There is an extensive list of other classifiers, for example in breast cancer diagnosis E- Cadherin positivity defines cancers as of ductal origin as opposed to being of lobular origin (E-Cadherin negative) ; whilst a mutation in the c-kit gene is associated with c- kit gastrointestinal stromal tumours (GIST).

It will be understood then that the level of RNA associated with each of the key genes that are used to classify the different sub-classes of cancers is a more accurate and informative method of producing clinically relevant classifications than assessment of gene copy number. The method provided herein, which is quick, sensitive and not subject to pathologist error or interpretation is also improved over those methods such as IHC which directly assess the resultant protein.

The present invention makes use of the RNA expression levels of at least 1 , for example at least 2, optionally at least 3, or at least 4, or at least 5, or at least 6, or at least 7, or at least 8, or at least 9, or at least 10 genes that are known to be associated with various cancer sub-classes. Although the RNA expression level can be assessed by any means, for example by reverse transcription PCR (rtPCR), a preferred embodiment utilises branched-DNA (bDNA) technology. This is advantageous for a number of reasons.

In a first aspect, the present invention provides a method for classifying a cancer into one or more sub-classes wherein the method involves the use of bDNA technology. bDNA technology replaces enzymatic amplification of target template with hybridisation of specific probes and amplification of a reporter signal 3 . The short recognition sequences of the capture and detection probes are designed to hybridise to short fragments of target RNA 4 .

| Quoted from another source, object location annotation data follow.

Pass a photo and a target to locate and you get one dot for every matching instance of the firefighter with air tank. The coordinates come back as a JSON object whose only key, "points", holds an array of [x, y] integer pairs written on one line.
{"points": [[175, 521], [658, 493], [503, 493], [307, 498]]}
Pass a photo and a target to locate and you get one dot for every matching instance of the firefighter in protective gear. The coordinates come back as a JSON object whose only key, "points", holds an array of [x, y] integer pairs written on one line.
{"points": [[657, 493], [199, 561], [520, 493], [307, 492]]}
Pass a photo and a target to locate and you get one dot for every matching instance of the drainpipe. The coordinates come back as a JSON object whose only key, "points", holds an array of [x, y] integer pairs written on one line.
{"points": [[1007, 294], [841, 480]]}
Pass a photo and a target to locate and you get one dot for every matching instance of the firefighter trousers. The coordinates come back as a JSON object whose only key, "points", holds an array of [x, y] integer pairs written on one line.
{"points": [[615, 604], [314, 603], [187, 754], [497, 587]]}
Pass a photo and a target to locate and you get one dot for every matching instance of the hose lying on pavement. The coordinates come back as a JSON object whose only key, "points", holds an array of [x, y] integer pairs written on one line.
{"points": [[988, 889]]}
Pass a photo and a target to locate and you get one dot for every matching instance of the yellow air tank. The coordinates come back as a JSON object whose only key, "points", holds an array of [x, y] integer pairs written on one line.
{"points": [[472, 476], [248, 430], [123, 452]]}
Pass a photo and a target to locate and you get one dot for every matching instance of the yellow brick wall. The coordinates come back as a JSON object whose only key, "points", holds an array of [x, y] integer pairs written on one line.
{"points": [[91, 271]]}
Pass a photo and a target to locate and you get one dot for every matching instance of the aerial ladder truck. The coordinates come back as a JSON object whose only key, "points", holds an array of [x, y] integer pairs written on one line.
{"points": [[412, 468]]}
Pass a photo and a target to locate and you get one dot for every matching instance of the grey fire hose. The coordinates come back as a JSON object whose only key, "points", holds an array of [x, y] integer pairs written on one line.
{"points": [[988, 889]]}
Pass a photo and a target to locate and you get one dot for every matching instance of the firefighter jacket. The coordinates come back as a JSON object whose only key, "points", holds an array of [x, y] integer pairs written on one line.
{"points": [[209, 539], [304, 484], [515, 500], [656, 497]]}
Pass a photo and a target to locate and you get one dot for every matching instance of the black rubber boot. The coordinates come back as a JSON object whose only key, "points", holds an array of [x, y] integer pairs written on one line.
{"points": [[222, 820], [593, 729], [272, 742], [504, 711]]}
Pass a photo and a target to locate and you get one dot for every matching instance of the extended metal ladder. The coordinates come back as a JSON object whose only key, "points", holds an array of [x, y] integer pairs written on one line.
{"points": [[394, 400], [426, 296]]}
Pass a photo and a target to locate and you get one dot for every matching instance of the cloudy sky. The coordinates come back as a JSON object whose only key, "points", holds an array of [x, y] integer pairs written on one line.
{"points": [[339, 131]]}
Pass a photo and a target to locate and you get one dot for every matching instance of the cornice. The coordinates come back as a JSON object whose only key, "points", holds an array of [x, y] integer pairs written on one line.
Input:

Since the use of bDNA removes the requirement for RNA extraction and allows the direct use of a tissue homogenate from, for example, fresh tissue, fresh-frozen tissue, FFPE tissue sections or a laser dissected, stained or unstained sample, or exosomes, the technical variation obtained by using this assay is much reduced.

The skilled person has the necessary skills and knowledge to be able to design suitable target and amplification probes for use in a bDNA assay, see for example US8426578 and Bushnell et al 1999 Bioinformatics 15: 348-55.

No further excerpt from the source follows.